One of the most important measures we can take to prevent the spread of the coronavirus is to maintain a distance of 1.5 metres from each other. To be able to put this into practice, we need to know how people move around and how this changes over time. We are studying our own campus to gain insight into this.
Where and when do you need to take measures to reduce crowding, and just how effective are they? A special network has been installed on the TU Delft campus to provide answers to these questions. Sensors in the network convert visual information into privacy-proof data, showing pedestrians and cyclists as moving dots. This information is combined with publicly available data such as the opening times of bridges and real-time locations of trains, buses and trams.
The combined information is visualised in the Campus Mobility Dashboard, a digital twin of the university campus. This 3D model uses heat maps (colour coding) to indicate how busy it is at a certain location, for example. In the current situation, this lets the campus management know the extent to which maintaining 1.5 metres social distancing is feasible, and it flags up critical locations. This information can be used to initiate measures, ranging from advice to take different (less busy) routes, to travel at a different time or use an alternative mode of transport, to changing lecture timetables or implementing one-way traffic on cycle paths.
Besides flagging congestion, the system is ultimately intended to make predictions about movements and crowding on campus, both short-term (15 minutes ahead) and long-term (days, weeks and months).

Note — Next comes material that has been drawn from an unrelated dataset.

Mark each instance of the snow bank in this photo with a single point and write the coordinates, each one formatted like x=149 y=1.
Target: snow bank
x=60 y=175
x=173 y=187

Methods already exist that use technology such as artificial intelligence and machine learning to successfully predict traffic flows for car traffic. The researchers will now be trying out these methods on far more complex processes such as pedestrian and cyclist flows and flows within public transport.
Insights into behaviour and perception
Such predictions require more insight into human behaviour, which is why the study also focuses on the question of how pedestrians and cyclists move in relation to each other, how people behave in crowded areas, and the extent to which they are willing to use public transport. Changing norms play a role in this as well. Covid-19 is changing the way people perceive crowding: not only the average amount of crowding plays a role, but also the distribution of people throughout the space. How do people respond to this? Do they take quieter routes, or avoid using public transport? And how do measures and advice influence this behaviour? And how can we capture this behaviour in mathematical models?
Of course, knowledge about mobility is not only useful during the current pandemic but will continue after this as well, for example when calculating new spatial and mobility plans. This is why in the future the sensor network needs to grow into a fully-fledged Mobility Lab for scientific research. For this, we are working on developing new and cheaper sensor technology that will provide reliable measurements.
An associated issue is being able to optimally combine various data sources in order to extrapolate more accurate information (data fusion). This is a tricky task, given the diversity of data from the various sensors, yet it can potentially lead to a higher quality of information and also generate new information. For example, combining data from public transport companies with information from the sensors could enable us to make more accurate estimates of the occupancy of buses serving the campus.